Some early studies have identified crystal structures of potential small-molecule binders of SARS-CoV-2 Mpro, which are predominately peptide-based scaffolds. (15−20) Jin et al. determined the first crystal structure of Mpro in complex with the peptide inhibitor N3. (15) Additional crystal structures of two rationally designed covalent peptide inhibitors, 11a and 11b, were reported shortly thereafter by Dai et al. (16) Two additional reports demonstrated that the feline coronavirus drug GC376 also inhibits Mpro and prevents viral replication in infected Vero cells. (17,20) Like 11a and 11b, GC376 is a peptide inhibitor that covalently modifies active site Cys 145. Several nonpeptide small molecules have also been shown to inhibit Mpro proteolysis in vitro, including the organoselenium compound ebselen; however, to date there is only limited knowledge of their mechanism of action and the cell-based evaluation of small molecules. (15,19) At this time, most studies targeting Mpro are focused on screening existing compounds, and there has been little interest in further developing early hits using medicinal chemistry and rational drug design approaches.

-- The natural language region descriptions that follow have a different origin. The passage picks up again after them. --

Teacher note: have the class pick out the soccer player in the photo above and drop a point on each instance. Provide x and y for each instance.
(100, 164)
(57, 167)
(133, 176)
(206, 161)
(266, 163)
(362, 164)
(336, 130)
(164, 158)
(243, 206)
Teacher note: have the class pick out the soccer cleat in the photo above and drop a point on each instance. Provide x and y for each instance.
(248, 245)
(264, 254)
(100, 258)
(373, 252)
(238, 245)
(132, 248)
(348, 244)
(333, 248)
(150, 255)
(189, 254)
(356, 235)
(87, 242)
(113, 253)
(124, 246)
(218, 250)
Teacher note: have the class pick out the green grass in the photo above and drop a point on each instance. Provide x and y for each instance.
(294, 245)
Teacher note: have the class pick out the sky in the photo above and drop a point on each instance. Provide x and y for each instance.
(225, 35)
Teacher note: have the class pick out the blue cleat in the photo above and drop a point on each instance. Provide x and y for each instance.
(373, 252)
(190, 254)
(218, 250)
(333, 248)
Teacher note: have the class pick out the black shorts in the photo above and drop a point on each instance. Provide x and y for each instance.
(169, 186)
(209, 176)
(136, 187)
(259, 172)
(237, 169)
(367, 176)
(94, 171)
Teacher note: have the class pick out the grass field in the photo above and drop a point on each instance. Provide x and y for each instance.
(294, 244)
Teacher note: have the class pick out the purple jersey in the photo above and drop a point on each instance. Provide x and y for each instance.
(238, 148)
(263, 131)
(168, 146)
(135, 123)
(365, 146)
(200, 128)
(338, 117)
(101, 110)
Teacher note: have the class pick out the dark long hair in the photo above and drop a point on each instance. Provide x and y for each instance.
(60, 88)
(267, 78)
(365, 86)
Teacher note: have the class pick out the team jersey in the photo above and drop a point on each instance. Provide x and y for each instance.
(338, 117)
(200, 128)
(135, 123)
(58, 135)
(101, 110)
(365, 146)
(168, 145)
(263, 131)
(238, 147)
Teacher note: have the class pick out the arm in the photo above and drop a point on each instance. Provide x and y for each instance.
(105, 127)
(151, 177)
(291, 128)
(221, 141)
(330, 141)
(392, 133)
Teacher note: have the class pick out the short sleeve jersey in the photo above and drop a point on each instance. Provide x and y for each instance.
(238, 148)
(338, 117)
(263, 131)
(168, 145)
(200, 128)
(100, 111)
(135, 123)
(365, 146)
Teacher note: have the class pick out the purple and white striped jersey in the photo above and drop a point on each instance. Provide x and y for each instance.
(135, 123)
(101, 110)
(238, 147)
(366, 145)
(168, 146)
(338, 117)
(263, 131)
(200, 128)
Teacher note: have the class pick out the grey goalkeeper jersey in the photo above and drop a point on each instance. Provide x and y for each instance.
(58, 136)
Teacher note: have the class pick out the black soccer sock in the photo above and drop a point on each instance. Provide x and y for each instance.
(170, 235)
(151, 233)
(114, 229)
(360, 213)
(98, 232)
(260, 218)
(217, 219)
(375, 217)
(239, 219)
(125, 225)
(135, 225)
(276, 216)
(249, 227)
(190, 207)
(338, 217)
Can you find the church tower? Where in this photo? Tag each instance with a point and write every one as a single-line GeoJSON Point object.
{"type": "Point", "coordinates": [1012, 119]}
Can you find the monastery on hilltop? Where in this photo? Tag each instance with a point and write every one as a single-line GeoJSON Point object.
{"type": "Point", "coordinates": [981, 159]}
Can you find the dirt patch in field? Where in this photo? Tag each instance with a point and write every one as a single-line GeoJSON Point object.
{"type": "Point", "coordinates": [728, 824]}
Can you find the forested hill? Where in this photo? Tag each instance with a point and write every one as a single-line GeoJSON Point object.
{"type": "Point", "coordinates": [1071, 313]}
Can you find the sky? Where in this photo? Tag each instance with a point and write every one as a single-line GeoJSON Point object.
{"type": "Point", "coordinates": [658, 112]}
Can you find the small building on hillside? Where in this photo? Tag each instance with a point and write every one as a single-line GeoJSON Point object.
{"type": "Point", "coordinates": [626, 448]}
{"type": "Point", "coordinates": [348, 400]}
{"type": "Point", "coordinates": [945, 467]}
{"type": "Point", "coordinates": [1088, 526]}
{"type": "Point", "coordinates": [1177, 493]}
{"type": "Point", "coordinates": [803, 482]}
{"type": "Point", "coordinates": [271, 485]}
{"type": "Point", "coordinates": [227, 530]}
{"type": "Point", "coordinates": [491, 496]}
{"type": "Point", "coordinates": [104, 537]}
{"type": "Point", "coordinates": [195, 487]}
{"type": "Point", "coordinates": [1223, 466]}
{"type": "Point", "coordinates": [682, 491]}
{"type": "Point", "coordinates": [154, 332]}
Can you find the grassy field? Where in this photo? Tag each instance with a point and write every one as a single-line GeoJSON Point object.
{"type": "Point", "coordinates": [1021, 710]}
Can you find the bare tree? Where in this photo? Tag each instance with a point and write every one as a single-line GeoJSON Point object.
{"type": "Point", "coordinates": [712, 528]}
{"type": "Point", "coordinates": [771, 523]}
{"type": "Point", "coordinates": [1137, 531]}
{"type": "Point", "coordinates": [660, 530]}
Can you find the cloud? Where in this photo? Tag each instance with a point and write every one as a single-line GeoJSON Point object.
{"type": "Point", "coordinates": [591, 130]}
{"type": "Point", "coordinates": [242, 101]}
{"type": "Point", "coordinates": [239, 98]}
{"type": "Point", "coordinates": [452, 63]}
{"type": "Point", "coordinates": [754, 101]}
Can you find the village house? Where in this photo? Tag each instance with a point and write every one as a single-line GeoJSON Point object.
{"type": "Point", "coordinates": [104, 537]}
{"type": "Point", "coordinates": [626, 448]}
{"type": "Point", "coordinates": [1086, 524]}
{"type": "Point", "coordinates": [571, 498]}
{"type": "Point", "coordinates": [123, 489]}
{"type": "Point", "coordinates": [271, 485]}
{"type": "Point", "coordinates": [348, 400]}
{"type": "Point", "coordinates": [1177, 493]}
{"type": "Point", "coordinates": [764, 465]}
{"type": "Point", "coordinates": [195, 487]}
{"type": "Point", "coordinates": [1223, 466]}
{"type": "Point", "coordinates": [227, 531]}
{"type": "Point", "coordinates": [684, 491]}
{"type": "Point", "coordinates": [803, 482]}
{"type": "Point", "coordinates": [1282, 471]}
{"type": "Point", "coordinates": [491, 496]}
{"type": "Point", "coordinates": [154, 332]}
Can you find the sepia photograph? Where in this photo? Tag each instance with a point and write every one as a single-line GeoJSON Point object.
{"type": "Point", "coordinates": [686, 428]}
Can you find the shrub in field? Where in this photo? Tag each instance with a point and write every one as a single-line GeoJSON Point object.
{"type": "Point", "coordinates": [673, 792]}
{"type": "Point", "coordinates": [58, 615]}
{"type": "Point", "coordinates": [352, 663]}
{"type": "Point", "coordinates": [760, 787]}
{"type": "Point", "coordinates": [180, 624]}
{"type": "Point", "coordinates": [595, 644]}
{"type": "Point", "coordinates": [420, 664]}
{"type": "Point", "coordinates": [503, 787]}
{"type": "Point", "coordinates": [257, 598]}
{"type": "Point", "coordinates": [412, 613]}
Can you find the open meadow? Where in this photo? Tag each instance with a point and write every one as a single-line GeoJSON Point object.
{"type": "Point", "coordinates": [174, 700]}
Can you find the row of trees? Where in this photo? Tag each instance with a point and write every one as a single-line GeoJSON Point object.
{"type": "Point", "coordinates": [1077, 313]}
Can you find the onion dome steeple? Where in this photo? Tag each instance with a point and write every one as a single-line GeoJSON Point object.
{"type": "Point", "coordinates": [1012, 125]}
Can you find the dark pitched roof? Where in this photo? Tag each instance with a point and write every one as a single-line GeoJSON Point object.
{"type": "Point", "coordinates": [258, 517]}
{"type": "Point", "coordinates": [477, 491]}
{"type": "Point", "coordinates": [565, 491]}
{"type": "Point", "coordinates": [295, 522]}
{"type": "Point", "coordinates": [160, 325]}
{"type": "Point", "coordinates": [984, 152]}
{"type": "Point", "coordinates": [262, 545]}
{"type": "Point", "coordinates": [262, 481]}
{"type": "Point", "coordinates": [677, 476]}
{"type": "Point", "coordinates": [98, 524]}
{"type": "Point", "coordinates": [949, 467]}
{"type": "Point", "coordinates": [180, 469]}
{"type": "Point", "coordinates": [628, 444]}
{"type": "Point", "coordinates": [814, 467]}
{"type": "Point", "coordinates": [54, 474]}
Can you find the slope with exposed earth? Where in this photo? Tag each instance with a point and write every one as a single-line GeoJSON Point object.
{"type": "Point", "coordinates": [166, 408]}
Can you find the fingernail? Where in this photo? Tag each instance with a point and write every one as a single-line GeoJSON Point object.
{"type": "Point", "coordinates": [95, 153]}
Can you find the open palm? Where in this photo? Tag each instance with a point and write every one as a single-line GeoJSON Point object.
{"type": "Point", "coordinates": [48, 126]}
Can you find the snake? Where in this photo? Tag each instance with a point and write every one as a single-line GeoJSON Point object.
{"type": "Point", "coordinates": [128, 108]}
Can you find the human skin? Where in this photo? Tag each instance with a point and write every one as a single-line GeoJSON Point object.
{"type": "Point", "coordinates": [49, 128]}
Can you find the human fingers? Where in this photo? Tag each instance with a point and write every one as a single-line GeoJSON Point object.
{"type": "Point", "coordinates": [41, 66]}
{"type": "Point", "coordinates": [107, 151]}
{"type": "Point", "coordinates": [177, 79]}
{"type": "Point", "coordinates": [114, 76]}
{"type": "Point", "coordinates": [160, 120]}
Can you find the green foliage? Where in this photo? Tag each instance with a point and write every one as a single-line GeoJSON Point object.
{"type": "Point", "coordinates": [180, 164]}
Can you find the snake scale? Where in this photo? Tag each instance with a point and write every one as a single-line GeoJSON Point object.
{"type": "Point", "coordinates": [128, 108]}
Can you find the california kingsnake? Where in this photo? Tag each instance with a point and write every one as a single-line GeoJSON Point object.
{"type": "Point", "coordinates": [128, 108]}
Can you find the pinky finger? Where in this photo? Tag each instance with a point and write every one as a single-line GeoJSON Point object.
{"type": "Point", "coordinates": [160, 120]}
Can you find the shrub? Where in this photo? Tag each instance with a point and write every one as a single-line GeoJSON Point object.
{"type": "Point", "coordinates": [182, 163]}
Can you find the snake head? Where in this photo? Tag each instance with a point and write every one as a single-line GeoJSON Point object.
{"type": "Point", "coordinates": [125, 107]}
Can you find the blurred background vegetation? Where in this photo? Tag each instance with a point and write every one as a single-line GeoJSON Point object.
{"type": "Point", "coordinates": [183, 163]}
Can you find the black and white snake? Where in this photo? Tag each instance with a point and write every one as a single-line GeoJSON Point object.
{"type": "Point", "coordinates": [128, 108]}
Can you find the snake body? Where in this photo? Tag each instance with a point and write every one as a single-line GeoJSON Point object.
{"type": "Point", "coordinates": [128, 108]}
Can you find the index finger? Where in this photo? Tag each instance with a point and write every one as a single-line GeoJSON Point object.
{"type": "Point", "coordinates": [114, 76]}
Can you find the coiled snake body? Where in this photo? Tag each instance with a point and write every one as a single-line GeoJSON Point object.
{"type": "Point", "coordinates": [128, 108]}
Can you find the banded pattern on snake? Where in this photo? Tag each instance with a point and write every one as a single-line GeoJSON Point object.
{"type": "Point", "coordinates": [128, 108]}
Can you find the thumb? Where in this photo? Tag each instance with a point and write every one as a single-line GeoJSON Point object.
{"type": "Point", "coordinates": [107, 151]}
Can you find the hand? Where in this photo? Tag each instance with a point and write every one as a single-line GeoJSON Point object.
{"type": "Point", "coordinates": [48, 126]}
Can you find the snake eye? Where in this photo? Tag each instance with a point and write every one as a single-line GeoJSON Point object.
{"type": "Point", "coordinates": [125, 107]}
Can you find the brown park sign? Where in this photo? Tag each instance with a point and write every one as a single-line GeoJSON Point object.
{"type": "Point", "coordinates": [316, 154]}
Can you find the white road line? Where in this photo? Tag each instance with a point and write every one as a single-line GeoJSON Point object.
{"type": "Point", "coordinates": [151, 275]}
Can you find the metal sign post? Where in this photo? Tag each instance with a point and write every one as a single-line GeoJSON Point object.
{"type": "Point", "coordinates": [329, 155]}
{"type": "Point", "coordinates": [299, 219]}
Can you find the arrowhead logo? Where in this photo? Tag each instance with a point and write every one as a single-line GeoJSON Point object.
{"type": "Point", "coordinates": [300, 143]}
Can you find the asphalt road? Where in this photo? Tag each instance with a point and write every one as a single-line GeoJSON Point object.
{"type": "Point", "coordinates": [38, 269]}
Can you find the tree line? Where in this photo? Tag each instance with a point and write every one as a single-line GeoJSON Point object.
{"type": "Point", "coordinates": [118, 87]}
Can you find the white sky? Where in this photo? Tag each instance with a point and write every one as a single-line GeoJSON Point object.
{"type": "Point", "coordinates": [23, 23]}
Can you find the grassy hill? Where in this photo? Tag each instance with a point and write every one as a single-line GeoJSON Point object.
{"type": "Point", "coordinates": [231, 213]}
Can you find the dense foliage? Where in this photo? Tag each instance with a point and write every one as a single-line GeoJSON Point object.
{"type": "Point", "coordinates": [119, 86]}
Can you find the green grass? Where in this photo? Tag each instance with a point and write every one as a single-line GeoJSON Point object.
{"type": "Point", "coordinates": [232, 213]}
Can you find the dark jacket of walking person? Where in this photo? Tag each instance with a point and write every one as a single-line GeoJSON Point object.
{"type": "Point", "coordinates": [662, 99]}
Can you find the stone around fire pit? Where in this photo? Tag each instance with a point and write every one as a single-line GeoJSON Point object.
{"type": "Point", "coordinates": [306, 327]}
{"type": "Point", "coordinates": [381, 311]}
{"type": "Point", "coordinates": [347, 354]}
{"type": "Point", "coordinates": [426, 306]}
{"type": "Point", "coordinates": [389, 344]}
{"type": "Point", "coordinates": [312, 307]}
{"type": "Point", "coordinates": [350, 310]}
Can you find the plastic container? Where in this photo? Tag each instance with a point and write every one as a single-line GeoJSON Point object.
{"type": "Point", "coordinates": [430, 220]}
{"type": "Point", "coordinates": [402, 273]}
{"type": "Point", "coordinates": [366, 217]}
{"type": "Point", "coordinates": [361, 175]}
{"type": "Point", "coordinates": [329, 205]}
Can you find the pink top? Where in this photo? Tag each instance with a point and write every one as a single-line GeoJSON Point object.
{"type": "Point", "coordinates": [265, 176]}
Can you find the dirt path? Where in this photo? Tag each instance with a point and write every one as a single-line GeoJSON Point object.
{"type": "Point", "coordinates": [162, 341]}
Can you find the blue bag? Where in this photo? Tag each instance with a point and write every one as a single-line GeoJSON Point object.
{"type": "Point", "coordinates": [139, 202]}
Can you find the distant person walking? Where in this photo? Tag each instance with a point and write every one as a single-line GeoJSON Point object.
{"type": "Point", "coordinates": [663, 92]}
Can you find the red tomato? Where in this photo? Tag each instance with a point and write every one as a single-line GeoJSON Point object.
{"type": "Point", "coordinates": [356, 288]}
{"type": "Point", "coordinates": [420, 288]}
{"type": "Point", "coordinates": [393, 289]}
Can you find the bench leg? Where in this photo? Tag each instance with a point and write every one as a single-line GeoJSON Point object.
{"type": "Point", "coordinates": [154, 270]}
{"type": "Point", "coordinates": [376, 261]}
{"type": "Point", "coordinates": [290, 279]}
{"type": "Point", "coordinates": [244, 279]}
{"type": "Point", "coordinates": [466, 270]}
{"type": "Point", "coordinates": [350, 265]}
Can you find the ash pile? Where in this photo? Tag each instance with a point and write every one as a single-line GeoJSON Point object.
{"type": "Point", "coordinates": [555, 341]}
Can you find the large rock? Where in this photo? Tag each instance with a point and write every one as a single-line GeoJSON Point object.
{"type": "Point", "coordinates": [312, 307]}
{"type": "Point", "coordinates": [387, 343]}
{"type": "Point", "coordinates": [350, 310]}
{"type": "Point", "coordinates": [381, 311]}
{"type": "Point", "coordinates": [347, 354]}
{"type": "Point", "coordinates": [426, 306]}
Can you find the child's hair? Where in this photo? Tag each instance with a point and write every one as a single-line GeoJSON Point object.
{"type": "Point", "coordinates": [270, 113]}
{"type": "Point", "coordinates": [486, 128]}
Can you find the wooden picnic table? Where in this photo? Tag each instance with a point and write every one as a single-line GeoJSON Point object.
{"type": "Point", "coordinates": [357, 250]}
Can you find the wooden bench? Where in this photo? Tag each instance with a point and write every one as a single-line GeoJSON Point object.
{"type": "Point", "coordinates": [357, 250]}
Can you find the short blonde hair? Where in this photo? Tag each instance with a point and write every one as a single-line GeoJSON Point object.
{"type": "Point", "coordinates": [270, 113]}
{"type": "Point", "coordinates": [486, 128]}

In this study, we sought to determine if such approaches could be applied to address the following questions: (1) can rational drug design and medicinal chemistry be used to improve the potencies of identified Mpro inhibitors? (2) Can an enzymatic mechanism of inhibition be established for rationally designed Mpro inhibitors? (3) Can rationally designed compounds inhibit viral replication in vitro? Finally, (4) how do rationally designed Mpro inhibitors compare to existing treatments such as remdesivir?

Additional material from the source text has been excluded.